Stuart McColm, Castle Stuart’s General Manager, said: “Everyone at Castle Stuart, and the wider golfing world, is today mourning a man whose foresight, creativity and intelligence made him one of the great golf architects of modern times.

“He helped create something special at Castle Stuart and that, along with the other courses he designed or influenced, will be his legacy. But he was also a charming and engaging person, and a great friend to many at Castle Stuart, the Highlands and Scotland, and he will be greatly missed. Our thoughts and prayers go to Dede and the rest of Mark’s family and colleagues.”
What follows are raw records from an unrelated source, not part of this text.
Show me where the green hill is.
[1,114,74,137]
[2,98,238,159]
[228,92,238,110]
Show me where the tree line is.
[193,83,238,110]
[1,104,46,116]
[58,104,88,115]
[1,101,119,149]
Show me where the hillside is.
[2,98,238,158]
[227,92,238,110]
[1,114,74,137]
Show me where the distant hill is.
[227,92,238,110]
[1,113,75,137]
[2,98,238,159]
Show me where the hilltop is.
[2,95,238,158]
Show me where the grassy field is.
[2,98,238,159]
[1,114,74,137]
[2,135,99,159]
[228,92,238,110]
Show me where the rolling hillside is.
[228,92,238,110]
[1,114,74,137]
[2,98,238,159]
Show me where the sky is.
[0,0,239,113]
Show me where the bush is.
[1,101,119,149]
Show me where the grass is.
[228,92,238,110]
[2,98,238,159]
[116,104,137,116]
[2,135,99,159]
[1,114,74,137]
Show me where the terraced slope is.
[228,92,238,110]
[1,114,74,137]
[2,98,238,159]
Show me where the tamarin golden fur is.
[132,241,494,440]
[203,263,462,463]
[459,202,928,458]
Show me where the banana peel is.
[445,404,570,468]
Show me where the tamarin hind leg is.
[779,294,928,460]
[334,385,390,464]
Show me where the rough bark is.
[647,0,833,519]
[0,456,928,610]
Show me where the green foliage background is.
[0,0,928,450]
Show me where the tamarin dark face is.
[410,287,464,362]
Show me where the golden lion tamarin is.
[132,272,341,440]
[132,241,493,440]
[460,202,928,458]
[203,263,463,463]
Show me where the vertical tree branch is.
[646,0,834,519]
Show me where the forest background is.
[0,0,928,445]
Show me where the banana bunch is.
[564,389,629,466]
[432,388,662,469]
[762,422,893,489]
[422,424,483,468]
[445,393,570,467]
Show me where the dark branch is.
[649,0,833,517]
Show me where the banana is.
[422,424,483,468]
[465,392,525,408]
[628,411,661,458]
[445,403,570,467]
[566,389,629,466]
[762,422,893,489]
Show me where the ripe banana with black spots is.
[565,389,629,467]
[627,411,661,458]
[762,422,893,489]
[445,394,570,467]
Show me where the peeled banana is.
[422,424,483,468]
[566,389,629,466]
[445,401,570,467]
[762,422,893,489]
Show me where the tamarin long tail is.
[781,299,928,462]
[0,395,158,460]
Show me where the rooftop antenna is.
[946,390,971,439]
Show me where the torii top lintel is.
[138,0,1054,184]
As a teenager Parsinen was a caddie and while at school he was on the greenkeeping crew at his local course. A 2-handicap golfer, he studied at the London School of Economics, the University of Pennsylvania and Stanford Graduate School of Business, before becoming director of marketing at the Adolph Coors Company and later was partner and vice president at the Boston Consulting Group.

In 1983, his career took him to Silicon Valley, where he set up a specialist computer company with three electrical engineering professors and rose to become president and CEO in 1990.

Later, semi-retired, he co-built a course at Granite Bay in California, which also helped develop his philosophy for how golf should be played: “I built it for people like me who loved golf, whose skills were suspect or were never honed in the first place, whose spare time was precious, and who wanted to find some pleasure in the time they spent playing the game of golf; and rather than being humiliated by their inevitable errant shots, would appreciate opportunities to recover and to some extent have a chance to redeem themselves.”

He carried this through to his next project when, with Kyle Phillips, he created the acclaimed Kingsbarns Golf Links at St Andrews which opened in 2000, and is currently one of three courses that plays host to the Alfred Dunhill Links Championship, the other two being the Old Course and Carnoustie Golf Links. He was Managing Director and Partner until 2005.

Mr Parsinen became involved with Castle Stuart in 2004. Ironically, he visited the wrong site, having incorrectly followed directions to a farmhouse then on the site: “Clearly this was not the result of some grand plan or an organised approach to one’s career, but sometimes things are simply serendipitous. You just are where you are and you make the most of it.”

In the same year Castle Stuart opened it was ranked at 56 on Golf Magazine's “gold standard” list of the Top 100 Courses in the World and it has stayed in among the leading courses internationally ever since.

The journey from farmland to European Tour venue was remarkable, the intention being to create a course that was a nod to a bygone era, the links courses of old. The result was a course that focused on fun, enjoyment, playability, beauty and engagement, whilst still making it challenging rather than difficult for the sake of being difficult.

In his own words: “When people make a decision to come to the Highlands to play golf, why would we not take it as one of our objectives to make them appreciate where they are by presenting the endearing ‘sense-of-place’ landmarks directly in the shot-making perspective or frame of play?  Why would we let the landmarks simply be peripheral and easily ignored or not seen?”

“My concept of golf is that if you don’t play a shot to an advantaged spot, you should still be able to imagine ‘success in the face of having made somewhat of an error’.  You should still have hope and an opportunity for redemption, a chance to control your destiny, to go for glory or to choose a lesser path with at least an opportunity for a modicum of success.

“In today's helter-skelter, fast-paced, work-laden world, full of engulfing difficulty, Castle Stuart offers a respite in the form of it not being difficult for the sake of being difficult, but rather Castle Stuart accepts the likelihood of errors, and its course design offers hope through emphasis on creating opportunities for recovery and redemption when errors occur.”